Imaging during July might not have been the best with quite a bit of cloud cover almost on a daily basis; let's hope that August will be better! Globulars rule at the moment and there are many to pick from depending on how difficult you would like it. Anyway, here's a mixed selection (all at high elevation) that should keep you from getting bored.
NGC 6744, 'Milky Way Look-alike': though no one, other than the USS Enterprise crew, has ever seen our galaxy from above or below, it is believed that this galaxy best resembles the Milky Way. It's a spiral (naturally!) at a stone's throw 25 million light years, showing off at magnitude 8.
M11 / NGC 6705, Wild Duck Cluster: this is a dense, compact open cluster having an estimated population of 2900 stars making it ideal for wide field imaging. It's relatively young at about 250 million years old and a mere 6,200 light years distant. Why is it called what it is? Well, if you look closely, it's a triangular collection of stars that is suggestive of the V-formation of ducks in flight. Check it out.

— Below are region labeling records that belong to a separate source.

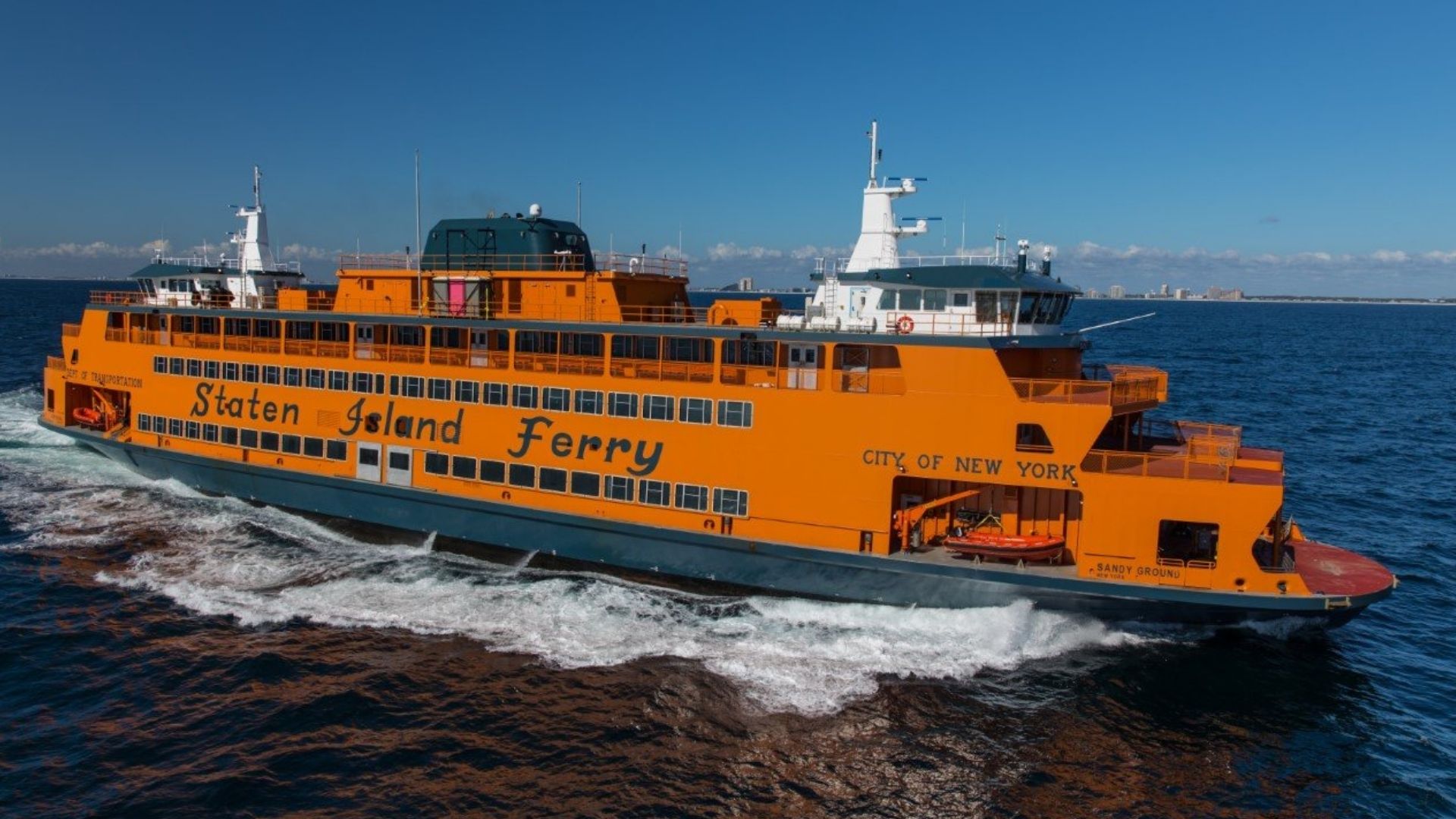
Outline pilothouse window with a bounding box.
[1157,520,1219,563]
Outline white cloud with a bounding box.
[0,239,172,259]
[789,245,855,259]
[708,242,783,261]
[274,243,344,261]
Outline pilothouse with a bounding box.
[777,122,1081,335]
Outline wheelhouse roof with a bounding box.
[812,264,1082,294]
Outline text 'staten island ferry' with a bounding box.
[42,122,1395,623]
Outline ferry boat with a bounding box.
[41,125,1396,625]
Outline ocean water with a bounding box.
[0,281,1456,816]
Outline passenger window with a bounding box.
[1016,424,1051,452]
[1157,520,1219,563]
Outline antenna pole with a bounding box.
[415,147,425,315]
[866,120,880,185]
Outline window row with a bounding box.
[136,413,350,460]
[424,452,748,517]
[152,356,753,427]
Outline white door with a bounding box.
[384,446,415,487]
[788,344,818,389]
[354,441,378,484]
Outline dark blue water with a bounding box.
[0,283,1456,816]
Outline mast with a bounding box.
[415,147,425,315]
[845,120,929,272]
[233,165,275,275]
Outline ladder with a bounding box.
[824,272,839,318]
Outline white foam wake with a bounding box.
[0,384,1143,714]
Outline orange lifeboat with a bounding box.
[71,406,102,427]
[945,532,1067,561]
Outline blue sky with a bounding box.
[0,3,1456,296]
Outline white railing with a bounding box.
[814,255,1019,275]
[152,256,303,272]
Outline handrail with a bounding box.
[814,253,1029,275]
[885,310,1016,335]
[1082,449,1232,481]
[339,252,687,278]
[1010,364,1168,406]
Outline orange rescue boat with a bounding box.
[943,532,1067,561]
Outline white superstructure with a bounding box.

M17 / NGC 6618, Omega Nebula/Checkmark Nebula/Swan Nebula/Lobster Nebula/Horseshoe Nebula: this object, located in Sagittarius, would have to rank as having the most number of common names! It is about 6,000 light years distant and around 15 light years in diameter. The total mass of the nebula is estimated at 800 times that of our Sun. There is an open cluster of 35 hot, young stars in the nebulosity causing the gases of the nebula to shine.
M22 / NGC 6656: is an elliptical Globular Cluster in Sagittarius, near the Galactic Bulge region. It is one of the brightest globulars in the sky.
M4 / NGC 6121: easily seen even with a smallish scope as a fuzzy ball of light. It is one of the easiest globular clusters to find at only a bit over 1° west of Antares, the Heart of the Scorpion, with both objects being visible in a wide field telescope. The stars should resolve well in a 6"+ scope.